Construction, expression and identification of a recombinant BCG vaccine encoding human Mycobacterium tuberculosis heat shock protein 65.
- Author:
Wuxing DAI
1
;
Liang LIANG
;
Hong GAO
;
Hailang HUANG
;
Zhihao CHEN
;
Jizhong CHENG
;
Yongmu HUANGFU
Author Information
1. Department of Biochemistry and Molecular Biology, the School of Basic Medical Science, Tongji Medical College, Huazhong University of Science and Technology, Wuhan 430030, China.

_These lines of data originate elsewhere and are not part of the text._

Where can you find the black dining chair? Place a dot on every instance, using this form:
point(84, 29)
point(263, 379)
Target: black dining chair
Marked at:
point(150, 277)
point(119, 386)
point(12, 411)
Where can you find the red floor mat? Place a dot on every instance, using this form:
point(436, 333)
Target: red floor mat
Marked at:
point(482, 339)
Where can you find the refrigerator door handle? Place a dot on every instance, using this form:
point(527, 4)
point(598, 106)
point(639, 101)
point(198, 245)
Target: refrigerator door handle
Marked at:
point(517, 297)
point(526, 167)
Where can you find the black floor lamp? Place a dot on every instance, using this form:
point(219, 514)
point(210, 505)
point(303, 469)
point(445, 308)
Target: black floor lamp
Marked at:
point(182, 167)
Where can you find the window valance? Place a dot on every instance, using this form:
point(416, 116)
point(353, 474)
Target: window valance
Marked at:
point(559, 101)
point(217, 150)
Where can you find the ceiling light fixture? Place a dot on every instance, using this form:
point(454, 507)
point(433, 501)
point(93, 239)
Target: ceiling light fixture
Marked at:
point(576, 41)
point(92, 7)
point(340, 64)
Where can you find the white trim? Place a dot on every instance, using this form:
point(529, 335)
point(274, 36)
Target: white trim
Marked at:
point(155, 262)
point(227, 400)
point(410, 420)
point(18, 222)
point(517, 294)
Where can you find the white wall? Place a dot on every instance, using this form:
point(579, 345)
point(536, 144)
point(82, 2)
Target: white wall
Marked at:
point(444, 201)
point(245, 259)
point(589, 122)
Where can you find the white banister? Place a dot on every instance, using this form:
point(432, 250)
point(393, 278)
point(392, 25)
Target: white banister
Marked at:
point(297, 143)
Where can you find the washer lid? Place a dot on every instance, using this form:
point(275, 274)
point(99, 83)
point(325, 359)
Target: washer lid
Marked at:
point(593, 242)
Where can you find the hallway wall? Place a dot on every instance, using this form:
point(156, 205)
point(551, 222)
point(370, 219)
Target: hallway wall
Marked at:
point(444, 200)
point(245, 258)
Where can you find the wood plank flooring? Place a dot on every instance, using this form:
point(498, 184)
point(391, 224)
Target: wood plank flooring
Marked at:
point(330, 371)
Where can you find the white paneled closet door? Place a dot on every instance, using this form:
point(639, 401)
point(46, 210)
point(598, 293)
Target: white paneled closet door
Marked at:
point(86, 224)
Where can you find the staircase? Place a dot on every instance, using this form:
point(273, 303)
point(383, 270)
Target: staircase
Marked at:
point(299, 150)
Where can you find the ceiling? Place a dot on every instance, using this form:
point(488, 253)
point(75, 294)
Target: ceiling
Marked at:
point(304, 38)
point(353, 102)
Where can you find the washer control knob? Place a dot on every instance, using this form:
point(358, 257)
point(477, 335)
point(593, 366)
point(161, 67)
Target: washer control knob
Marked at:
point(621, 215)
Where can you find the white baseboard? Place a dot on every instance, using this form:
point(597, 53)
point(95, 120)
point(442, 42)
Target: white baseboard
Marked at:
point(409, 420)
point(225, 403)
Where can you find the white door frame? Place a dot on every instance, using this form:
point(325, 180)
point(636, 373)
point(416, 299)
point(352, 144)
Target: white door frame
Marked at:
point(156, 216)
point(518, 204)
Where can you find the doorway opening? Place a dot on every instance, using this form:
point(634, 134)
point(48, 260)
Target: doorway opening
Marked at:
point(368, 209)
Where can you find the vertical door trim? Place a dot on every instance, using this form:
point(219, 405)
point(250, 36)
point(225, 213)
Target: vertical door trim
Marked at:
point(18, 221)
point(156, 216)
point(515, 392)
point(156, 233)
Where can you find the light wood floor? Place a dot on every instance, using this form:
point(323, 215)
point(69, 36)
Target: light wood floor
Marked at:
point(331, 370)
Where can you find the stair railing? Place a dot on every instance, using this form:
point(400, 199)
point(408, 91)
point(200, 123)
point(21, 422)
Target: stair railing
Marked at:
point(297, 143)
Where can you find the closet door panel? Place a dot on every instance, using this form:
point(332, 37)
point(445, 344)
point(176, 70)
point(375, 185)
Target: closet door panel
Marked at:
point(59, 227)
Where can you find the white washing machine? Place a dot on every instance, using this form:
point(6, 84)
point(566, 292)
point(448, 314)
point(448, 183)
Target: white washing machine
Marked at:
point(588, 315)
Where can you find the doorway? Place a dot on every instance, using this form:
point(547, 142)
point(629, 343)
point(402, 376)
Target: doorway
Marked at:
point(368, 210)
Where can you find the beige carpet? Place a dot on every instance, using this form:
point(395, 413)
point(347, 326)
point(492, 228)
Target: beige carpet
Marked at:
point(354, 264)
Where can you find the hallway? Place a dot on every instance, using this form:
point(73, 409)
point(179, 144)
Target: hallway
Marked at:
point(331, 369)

- Publication Type:Journal Article
- MeSH:
BCG Vaccine;
biosynthesis;
immunology;
Bacterial Proteins;
biosynthesis;
immunology;
Chaperonin 60;
Chaperonins;
biosynthesis;
immunology;
Cloning, Molecular;
Escherichia coli;
metabolism;
Genetic Vectors;
Humans;
Mycobacterium tuberculosis;
genetics;
immunology;
Plasmids;
genetics;
Sequence Analysis, DNA;
Vaccines, Synthetic;
biosynthesis;
immunology
- From:
Journal of Huazhong University of Science and Technology (Medical Sciences)
2004;24(2):107-123
- CountryChina
- Language:English
-
Abstract:
Heat shock protein 65 (HSP65) is one of the most important protective immunogens against the tuberculosis infection. The signal sequence of antigen 85B and the whole HSP65 DNA sequence of human Mycobacterium tuberculosis (M. tuberculosis) were amplified from BCG genome and plasmid pCMV-MTHSP65 respectively by polymerase chain reactions (PCR). These two sequences were cloned into the plasmid pBCG-2100 under the control of the promoter of heat shock protein 70 (HSP70) from human M. tuberculosis, yielding the prokaryotic shuttle expression plasmid pBCG-SP-HSP65. Results of restriction endonuclease analysis, PCR detection and DNA sequencing analysis showed that the two cloned DNA sequences were consistent with those previously reported, and the direction of their inserting into the recombinant was correct and the reading frame had been maintained. The recombinants were electroporated into BCG to construct the recombinant BCG vaccine and induced by heating. The induced expression detected by SDS-PAGE showed that the content of 65 kD protein expressed in recombinant BCG was 35.69% in total bacterial protein and 74.09% in the cell lysate supernatants, suggesting that the recombinant HSP65 gene could express in BCG with high efficiency and the expressed proteins were mainly soluble. Western-blot showed that the secretive recombinant proteins could specifically combine with antibody against M. tuberculosis HSP65, indicating that the recombinant proteins possess the biological activity of HSP65.